Compared to most commercial off-the-shelf light/medium ROWS solutions, the ready-use AU-220M features relatively heavy protection: the frontal arc protects against 30 mm armor-piercing rounds (approximately Level 5 STANAG 4569), while the sides and the rear protect against 7.62 mm armor-piercing bullets (approximately Level 3 STANAG 4569).

The station’s sensor suite meets global requirements, comprising a TV camera, thermal imager, laser rangefinders, and two-axis independent field-of-view stabilization. The AU-220M can fire on the move and when swimming.

Burevestnik does not detail the carriers of the AU-220M, saying only that the station "is intended for advanced and upgraded combat vehicles". However, the institute’s Director-General Georgy Zakamennykh told TASS at the DefExpo 2020 that the ROWS had already been installed on the chassis of the Armata heavy infantry fighting vehicle (HIFV). UVZ has also issued footage that depicts a BRM-3K Rys (Lynx) tracked armored reconnaissance vehicle armed with a modification of the AU-220M.
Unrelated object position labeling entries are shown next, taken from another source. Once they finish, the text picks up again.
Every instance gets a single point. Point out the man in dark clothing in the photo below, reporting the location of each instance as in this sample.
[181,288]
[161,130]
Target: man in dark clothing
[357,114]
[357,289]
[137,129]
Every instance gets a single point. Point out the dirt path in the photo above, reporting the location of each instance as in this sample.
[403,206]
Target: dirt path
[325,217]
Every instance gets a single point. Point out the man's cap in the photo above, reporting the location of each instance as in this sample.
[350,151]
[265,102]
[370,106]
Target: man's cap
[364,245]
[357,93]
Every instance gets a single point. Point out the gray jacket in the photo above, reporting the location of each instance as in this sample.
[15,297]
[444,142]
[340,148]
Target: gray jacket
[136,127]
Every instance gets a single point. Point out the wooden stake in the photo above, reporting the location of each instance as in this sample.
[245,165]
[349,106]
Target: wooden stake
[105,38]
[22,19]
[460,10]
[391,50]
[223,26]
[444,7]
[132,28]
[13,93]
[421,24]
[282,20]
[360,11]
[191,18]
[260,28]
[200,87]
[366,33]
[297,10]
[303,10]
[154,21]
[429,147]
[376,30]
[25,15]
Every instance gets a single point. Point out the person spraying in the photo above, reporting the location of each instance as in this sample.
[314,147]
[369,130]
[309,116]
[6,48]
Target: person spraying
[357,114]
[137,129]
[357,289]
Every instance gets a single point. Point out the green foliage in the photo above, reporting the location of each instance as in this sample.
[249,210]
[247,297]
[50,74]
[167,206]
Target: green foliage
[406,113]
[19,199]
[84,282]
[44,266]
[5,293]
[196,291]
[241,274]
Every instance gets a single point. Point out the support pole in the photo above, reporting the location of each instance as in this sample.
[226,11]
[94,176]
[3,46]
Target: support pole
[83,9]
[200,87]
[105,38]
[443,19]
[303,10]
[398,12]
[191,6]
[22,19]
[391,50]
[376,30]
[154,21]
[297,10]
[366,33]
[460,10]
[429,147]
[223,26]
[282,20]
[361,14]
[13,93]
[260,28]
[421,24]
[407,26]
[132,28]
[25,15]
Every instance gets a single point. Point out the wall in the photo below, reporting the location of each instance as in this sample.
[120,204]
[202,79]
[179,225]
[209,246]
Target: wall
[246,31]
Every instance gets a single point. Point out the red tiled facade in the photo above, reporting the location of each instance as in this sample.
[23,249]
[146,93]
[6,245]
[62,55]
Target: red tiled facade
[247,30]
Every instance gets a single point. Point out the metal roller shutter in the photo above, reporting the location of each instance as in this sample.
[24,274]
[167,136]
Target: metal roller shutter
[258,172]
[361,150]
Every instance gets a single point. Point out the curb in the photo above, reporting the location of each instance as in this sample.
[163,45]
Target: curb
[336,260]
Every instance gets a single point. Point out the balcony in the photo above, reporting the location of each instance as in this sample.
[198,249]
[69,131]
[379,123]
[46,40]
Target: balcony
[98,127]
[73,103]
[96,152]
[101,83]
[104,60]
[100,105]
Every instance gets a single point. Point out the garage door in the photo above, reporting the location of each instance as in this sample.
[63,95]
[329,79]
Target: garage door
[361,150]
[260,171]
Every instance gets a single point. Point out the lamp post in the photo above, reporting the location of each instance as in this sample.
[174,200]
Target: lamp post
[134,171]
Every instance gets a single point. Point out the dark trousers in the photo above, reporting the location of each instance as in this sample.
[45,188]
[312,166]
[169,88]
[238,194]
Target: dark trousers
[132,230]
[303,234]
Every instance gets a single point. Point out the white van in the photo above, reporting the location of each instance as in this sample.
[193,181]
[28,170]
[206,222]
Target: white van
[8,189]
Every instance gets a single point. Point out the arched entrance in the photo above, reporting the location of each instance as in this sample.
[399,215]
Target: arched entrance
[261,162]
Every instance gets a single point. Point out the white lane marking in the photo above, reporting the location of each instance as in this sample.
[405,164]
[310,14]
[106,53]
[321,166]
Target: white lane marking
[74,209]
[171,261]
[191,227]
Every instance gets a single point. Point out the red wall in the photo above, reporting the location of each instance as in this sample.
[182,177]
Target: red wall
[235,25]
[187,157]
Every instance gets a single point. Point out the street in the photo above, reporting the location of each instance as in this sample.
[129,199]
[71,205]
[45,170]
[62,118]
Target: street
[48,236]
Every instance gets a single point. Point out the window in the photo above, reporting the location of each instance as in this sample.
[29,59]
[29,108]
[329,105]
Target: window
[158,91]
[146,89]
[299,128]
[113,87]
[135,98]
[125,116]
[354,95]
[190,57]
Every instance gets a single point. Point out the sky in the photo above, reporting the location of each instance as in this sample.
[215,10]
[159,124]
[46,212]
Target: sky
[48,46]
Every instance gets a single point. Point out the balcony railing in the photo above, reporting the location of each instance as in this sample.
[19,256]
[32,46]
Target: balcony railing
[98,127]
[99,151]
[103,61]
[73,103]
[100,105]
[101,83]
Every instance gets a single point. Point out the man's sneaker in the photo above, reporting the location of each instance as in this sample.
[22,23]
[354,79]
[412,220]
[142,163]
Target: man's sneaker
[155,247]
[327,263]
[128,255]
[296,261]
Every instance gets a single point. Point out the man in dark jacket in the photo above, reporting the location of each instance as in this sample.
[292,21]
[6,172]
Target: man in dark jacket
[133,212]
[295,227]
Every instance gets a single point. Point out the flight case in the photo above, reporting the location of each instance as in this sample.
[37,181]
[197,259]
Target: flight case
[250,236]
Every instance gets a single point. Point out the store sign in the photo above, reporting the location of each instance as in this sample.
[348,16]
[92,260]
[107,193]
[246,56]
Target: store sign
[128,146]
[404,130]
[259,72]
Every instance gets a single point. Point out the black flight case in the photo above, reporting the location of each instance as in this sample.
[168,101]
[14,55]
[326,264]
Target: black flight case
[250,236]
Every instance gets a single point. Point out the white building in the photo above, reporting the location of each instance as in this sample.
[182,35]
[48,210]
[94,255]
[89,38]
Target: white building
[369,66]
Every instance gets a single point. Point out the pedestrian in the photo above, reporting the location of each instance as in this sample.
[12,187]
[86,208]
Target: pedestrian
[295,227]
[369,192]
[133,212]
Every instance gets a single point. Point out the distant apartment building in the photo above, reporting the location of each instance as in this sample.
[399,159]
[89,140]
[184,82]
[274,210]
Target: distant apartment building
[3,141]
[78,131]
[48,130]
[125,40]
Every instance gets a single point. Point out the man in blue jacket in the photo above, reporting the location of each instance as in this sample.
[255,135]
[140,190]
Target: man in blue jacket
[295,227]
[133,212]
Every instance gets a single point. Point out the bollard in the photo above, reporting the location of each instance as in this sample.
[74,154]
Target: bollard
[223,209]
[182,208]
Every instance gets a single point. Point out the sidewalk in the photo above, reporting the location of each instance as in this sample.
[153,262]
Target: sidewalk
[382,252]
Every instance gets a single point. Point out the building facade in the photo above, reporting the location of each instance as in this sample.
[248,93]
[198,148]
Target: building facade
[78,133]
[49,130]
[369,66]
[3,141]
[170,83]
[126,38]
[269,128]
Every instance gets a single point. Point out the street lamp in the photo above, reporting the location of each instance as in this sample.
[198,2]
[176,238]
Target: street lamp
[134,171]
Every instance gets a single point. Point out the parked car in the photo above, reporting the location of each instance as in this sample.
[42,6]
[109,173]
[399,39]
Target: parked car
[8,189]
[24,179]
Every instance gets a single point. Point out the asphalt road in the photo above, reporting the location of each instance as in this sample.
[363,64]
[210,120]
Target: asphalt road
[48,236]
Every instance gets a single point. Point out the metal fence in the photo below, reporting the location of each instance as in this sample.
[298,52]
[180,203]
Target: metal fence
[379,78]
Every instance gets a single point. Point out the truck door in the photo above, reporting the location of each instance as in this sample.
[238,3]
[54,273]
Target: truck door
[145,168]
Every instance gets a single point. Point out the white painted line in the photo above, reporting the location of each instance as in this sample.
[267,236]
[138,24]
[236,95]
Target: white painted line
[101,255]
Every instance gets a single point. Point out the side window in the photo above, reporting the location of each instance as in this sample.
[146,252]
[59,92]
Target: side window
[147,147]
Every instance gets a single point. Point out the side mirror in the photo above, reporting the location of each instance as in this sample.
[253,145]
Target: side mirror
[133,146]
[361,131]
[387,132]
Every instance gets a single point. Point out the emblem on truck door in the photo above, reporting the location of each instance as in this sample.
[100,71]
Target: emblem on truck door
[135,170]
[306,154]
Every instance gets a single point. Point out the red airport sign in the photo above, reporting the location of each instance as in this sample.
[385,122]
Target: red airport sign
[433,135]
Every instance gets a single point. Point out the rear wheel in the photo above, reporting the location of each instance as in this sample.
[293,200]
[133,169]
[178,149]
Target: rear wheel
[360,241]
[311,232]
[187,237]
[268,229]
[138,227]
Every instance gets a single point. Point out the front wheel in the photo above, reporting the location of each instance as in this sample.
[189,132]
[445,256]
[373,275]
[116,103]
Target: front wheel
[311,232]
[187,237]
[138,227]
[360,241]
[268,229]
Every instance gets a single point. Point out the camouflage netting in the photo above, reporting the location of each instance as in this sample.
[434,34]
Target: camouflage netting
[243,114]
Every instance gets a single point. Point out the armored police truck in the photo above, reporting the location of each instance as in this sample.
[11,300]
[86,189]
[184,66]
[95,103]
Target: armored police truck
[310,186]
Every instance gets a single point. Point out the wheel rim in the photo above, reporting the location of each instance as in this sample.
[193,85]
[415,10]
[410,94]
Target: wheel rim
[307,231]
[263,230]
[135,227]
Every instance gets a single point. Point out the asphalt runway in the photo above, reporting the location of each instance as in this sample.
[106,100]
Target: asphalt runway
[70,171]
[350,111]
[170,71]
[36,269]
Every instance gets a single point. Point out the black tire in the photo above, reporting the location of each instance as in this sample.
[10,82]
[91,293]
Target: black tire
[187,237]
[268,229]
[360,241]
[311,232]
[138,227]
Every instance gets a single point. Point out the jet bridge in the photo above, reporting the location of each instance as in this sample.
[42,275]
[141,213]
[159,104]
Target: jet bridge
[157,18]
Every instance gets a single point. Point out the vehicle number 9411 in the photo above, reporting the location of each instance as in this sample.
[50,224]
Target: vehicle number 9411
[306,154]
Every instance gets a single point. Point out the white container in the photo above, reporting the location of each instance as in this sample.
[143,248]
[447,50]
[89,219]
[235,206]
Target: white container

The AU-220M, which was displayed at the DefExpo 2020, was additionally armed with two 9M120 Ataka (NATO reporting name: AT-9 Spiral 2) ready-use anti-tank guided missiles in a right side-mounted protected bank.

During the show, the Burevestnik showcased a model of a marinized AU-220M, which was reportedly named A-220M. It features almost the same performance, except for the ammunition load - the naval station’s gun mount stows 148 57 mm rounds. When a small combat ship cruises the sea, the A-220M is covered by a stealthy shell; once a surface target is detected and recognized, the shell folds, readying the gun for firing. One could also notice the absence of a muzzle brake and a more sophisticated cooling system. The A-220M is believed to replace the ageing AK-725 57mm naval gun.